The MELODIC family for simultaneous binary logistic regression in a reduced space
This work addresses the need for efficient simultaneous analysis of multivariate binary data in fields like psychology and medicine, though it appears incremental as it builds on existing logistic regression and dimension reduction techniques.
The authors tackled the problem of analyzing multiple binary response variables simultaneously by proposing the MELODIC family for logistic regression in a reduced-dimensional space, which allows for insights into dependencies and improved predictive accuracy, as demonstrated through applications to drug consumption and mental health data.
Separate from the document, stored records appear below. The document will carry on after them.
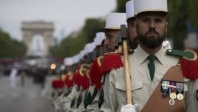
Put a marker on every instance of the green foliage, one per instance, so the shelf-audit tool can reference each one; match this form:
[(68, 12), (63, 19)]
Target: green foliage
[(10, 47)]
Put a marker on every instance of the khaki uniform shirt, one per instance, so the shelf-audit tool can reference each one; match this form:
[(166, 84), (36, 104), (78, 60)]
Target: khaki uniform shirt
[(141, 85)]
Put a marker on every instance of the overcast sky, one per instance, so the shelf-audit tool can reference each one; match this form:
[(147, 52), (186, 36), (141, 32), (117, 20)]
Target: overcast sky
[(67, 15)]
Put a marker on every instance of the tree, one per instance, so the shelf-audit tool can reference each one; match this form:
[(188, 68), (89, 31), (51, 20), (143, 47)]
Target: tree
[(10, 47)]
Logistic regression is a commonly used method for binary classification. Researchers often have more than a single binary response variable and simultaneous analysis is beneficial because it provides insight into the dependencies among response variables as well as between the predictor variables and the responses. Moreover, in such a simultaneous analysis the equations can lend each other strength, which might increase predictive accuracy. In this paper, we propose the MELODIC family for simultaneous binary logistic regression modeling. In this family, the regression models are defined in a Euclidean space of reduced dimension, based on a distance rule. The model may be interpreted in terms of logistic regression coefficients or in terms of a biplot. We discuss a fast iterative majorization (or MM) algorithm for parameter estimation. Two applications are shown in detail: one relating personality characteristics to drug consumption profiles and one relating personality characteristics to depressive and anxiety disorders. We present a thorough comparison of our MELODIC family with alternative approaches for multivariate binary data.